This case involves a forty-two-year-old woman who complained of severe shooting pain down her forearm after a nurse placed an IV line in her wrist. The patient continued to complain of persistent pain. She asked the nursing staff to remove the IV, but they did not comply. The patient now suffers permanent damage to the median nerve. The nerve damage has not been resolved with electric stimulation hand therapy.
Question(s) For Expert Witness
Have you seen this before in your practice and, if so, how can this be avoided?

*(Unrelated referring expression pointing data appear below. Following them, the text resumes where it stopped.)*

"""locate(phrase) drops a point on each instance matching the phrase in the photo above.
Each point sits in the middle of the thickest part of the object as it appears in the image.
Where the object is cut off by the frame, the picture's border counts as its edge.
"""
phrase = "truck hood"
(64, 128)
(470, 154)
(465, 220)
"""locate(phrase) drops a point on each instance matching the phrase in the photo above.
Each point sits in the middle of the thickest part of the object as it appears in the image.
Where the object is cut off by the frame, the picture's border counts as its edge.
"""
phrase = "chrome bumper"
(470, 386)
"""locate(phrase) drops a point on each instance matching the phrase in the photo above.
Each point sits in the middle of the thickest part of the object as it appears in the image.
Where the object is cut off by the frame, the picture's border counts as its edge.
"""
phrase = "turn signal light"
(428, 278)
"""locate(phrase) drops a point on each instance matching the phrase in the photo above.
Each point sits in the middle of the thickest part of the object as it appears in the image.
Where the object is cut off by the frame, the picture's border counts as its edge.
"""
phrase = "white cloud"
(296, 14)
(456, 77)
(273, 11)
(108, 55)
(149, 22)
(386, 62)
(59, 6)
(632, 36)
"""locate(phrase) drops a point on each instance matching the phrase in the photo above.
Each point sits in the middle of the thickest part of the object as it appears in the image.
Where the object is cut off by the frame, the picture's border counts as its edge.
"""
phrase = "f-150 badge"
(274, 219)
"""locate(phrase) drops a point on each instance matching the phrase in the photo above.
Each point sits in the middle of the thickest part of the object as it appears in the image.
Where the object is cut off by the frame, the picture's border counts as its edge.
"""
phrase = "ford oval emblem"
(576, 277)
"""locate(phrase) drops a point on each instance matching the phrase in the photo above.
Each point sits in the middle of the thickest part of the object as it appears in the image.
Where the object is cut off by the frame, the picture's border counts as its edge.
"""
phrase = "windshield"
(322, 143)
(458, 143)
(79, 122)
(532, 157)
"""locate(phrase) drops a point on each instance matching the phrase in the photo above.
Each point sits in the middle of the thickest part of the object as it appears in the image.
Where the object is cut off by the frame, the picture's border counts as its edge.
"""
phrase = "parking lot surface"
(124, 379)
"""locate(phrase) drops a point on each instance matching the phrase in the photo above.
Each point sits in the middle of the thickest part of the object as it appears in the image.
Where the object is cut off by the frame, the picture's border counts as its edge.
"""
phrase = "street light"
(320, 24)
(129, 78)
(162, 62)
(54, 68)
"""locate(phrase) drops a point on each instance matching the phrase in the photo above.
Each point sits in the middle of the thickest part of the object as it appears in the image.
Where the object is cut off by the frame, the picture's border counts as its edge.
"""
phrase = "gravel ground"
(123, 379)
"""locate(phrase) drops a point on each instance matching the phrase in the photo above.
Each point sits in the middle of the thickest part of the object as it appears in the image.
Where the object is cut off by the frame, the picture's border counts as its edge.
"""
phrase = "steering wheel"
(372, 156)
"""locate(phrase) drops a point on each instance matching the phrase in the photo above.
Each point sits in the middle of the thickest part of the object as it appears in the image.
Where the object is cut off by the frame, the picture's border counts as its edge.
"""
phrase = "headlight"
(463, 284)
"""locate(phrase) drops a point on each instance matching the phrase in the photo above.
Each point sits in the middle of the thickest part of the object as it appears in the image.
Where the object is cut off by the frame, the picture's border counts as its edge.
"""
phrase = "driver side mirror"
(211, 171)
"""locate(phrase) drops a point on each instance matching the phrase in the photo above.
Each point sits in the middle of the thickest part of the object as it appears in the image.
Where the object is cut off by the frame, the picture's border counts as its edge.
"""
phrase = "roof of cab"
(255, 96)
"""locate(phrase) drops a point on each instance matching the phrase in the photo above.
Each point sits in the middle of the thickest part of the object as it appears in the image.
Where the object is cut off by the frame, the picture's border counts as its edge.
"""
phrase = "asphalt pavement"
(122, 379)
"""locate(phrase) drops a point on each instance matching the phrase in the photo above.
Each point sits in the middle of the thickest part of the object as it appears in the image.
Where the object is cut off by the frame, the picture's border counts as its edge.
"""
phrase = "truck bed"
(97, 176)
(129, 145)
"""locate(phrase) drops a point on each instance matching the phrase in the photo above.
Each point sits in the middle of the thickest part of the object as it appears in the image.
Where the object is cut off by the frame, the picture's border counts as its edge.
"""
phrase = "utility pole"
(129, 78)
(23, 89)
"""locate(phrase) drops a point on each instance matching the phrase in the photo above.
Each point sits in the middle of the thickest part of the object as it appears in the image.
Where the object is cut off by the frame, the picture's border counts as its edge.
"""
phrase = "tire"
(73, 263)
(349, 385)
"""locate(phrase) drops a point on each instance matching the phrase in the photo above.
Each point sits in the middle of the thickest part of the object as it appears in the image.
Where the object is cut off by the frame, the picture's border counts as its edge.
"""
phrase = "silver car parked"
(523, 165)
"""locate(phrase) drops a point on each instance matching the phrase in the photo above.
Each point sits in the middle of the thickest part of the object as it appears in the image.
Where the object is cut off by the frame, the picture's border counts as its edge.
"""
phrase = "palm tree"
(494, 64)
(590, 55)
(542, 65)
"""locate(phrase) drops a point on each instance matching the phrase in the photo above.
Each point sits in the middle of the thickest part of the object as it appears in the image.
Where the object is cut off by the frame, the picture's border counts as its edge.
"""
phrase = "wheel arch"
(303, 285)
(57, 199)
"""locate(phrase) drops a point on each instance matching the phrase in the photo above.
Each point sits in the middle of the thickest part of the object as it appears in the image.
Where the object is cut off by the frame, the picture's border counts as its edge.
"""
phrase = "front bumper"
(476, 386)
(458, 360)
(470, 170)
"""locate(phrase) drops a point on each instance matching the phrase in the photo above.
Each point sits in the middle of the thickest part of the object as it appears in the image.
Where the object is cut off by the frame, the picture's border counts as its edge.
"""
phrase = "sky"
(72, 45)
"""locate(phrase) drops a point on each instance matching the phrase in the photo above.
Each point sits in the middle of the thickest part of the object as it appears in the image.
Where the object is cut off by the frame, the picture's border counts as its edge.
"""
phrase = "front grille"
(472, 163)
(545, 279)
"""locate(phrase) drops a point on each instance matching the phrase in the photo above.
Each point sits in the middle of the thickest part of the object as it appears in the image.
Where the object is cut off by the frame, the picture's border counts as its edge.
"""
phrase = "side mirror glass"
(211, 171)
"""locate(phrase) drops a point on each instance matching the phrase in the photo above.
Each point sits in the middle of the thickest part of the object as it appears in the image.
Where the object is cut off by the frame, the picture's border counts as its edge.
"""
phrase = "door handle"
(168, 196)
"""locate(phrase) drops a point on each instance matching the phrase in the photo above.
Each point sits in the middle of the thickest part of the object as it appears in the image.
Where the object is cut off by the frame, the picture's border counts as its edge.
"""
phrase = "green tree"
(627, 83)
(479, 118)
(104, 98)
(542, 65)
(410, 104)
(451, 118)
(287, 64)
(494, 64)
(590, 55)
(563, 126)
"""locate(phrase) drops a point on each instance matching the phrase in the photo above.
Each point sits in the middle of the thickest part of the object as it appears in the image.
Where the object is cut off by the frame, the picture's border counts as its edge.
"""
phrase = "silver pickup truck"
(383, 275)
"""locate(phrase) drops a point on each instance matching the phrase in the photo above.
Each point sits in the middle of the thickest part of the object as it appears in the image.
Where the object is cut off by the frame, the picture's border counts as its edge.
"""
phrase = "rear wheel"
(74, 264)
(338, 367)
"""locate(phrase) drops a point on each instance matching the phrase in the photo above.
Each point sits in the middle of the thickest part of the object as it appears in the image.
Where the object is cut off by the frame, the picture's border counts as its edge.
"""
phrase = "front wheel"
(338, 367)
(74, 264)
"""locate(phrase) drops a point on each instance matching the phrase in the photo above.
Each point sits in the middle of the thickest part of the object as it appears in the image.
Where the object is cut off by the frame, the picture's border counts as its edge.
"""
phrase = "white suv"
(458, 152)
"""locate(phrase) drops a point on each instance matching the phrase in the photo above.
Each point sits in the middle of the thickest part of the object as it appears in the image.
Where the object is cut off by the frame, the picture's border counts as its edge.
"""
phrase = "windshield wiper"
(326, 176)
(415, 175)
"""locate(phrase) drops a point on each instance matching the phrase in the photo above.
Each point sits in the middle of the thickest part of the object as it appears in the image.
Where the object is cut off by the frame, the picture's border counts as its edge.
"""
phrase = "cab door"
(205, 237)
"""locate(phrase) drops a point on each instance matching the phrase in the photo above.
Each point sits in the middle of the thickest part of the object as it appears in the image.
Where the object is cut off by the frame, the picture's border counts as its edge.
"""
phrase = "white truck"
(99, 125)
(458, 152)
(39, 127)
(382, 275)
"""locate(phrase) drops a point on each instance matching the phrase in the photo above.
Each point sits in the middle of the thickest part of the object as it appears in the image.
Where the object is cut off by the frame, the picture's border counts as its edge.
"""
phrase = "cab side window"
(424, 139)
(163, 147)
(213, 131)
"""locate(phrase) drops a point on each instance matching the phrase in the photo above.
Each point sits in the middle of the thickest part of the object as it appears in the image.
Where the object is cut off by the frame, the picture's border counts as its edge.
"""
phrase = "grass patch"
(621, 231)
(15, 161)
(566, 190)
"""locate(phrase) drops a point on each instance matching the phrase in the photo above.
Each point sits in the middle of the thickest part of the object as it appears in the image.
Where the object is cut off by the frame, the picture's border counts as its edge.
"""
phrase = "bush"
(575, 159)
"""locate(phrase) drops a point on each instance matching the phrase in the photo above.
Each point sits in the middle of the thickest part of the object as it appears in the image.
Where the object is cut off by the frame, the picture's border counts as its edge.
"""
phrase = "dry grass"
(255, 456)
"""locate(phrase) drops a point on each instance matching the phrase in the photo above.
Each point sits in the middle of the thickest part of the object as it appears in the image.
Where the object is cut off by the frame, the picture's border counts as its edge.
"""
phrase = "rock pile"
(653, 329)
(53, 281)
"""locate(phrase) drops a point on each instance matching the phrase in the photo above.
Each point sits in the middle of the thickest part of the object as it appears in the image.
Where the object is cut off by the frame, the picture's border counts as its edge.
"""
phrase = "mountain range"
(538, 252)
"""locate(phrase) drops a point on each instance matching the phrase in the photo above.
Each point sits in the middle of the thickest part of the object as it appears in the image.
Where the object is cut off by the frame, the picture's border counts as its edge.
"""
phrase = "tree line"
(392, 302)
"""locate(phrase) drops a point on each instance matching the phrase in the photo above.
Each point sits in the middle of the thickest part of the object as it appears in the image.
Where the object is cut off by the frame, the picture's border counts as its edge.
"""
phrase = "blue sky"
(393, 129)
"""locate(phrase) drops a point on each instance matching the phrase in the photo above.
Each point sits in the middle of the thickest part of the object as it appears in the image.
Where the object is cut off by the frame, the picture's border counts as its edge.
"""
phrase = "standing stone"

Expert Witness Response E-004540
If a patient complains of an electric shock-type sensation radiating down into his or her hand as the needle is being inserted, the appropriate intervention is to remove the needle immediately. The outcome will be minimal nerve damage without permanent injury. If the nurse continues to advance the needle farther into the nerve, however, a permanent, progressive, and painful disability resulting in reflex sympathetic dystrophy (RSD) or complex regional pain syndrome (CRPS) can result. Patient symptoms can include a mottled and cold hand and forearm, hypersensitivity to temperature changes, excessive nail and hair growth, and the inability to lift heavy objects. CRPS is diagnosed by patient history and nerve conduction studies. Treatment options include long-term pain control with narcotics, multiple nerve blocks, and even implanted morphine pumps, as well as splints, casts, and TENS (transcutaneous electrical nerve stimulation) units. Best practice mandates nurses avoid areas of high-risk nerve injury by using landmarking techniques. The three-inch area above the thumb and the three-inch area on the inner aspect of the wrist should always be avoided since the radial and median nerves can be superficial in these areas. The risk of permanent nerve injury outweighs the benefit of IV insertion in these areas.